Every morning we’re always talking about the new weird demo, whatever it is — some students at a hackathon building a game where you defuse a bomb in the Rift, or a high-end game on Gear VR that we’re testing for the first time to go into the app store. There’s always new content. It’s always cool to see what people are doing.

That’s one of the best things about VR in general. It’s a new medium. Everything is new. Just like the Crescent Bay you went through, we’re trying to showcase a couple of the types of experiences you can have. Some are more cinematic. Some are more about storytelling. Some are more like a SimCity-style game. Some have you dealing with an NPC in a space. We’re trying to show a diverse set of the things you can do in VR, and they’re all new. Again, that’s one of the cool things about VR. It’s fresh. We don’t know exactly what the killer app is going to be. I do think gaming is hopefully going to be the killer app, because I’m a big gamer.

GamesBeat: What do you think about the different variations on VR? Things like sitting at a desk or standing up and moving all over the place.

Mitchell: We’re still targeting a seated experience for CV1. This demo is standing up to demonstrate presence. When you stand up it’s an amplifier for presence, much like audio or low persistence. When you stand up and you’re free in the space, for whatever reason, your brain–I think it’s because rather than being rooted in this chair, feeling stable and safe, when you stand up your brain is able to suspend disbelief a lot more quickly, believing that you’ve been teleported to someplace entirely new. In this demo we want to show how powerful presence can be, so we’ll have you standing.

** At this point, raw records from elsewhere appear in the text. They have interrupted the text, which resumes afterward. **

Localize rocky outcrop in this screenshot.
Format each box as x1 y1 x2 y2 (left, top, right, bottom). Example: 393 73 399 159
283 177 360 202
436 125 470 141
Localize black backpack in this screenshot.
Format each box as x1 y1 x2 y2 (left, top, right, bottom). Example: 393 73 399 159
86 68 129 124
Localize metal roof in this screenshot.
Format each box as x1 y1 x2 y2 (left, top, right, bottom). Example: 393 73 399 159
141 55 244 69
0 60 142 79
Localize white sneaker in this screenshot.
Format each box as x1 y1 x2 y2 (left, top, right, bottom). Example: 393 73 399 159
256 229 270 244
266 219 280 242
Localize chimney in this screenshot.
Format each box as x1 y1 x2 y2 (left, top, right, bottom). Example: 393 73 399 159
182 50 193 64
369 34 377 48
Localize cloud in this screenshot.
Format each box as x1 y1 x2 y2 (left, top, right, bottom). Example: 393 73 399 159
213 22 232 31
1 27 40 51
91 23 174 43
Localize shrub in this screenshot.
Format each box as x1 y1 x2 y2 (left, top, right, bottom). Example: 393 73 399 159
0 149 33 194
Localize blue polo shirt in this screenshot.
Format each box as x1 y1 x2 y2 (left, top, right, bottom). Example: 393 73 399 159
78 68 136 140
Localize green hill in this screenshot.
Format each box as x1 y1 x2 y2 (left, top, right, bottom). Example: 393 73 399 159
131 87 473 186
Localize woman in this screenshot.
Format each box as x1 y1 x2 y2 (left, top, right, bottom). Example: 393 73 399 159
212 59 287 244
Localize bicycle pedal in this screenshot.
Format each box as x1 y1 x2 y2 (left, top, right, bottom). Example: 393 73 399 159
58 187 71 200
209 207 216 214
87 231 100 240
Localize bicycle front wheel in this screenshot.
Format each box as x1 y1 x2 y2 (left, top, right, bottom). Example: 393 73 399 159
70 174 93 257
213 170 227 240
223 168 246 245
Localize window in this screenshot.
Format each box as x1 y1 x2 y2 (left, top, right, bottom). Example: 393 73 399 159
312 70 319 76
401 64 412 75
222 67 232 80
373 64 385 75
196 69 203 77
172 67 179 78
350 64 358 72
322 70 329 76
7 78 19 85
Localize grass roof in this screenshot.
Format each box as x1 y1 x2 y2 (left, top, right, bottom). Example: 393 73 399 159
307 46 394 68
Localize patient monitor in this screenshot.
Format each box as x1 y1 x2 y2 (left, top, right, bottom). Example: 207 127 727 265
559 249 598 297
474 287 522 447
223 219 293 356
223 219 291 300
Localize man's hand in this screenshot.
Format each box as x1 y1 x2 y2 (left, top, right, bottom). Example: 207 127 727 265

For the consumer Rift we want people sitting down. There are all sorts of liability concerns. We are putting you in a different world, so the last thing we want you to do is not only be blindfolded, but also running through an open field in VR and crashing into walls. It’s a recipe for disaster. People keep asking what people are going to do there. They’ll do their own thing and set up their own space. I think people are going to do all kinds of stuff. People do crazy stuff with their own computers all the time.

One other simple thing, from a product and user experience standpoint–You look at something like Kinect or Wii, we saw that it’s hard to find enough space in your home to have an experience like that. People were like, “Oh, let’s play Wii” and they’d start moving furniture around and pushing the TV back. We don’t want VR to have to have a space like that. We want you to be able to experience VR at your desk. Almost every home has a computer. Mount the camera, be comfortable, be safe, and have a great experience. Getting that right is the path to great consumer VR. We’ll see where we go from there.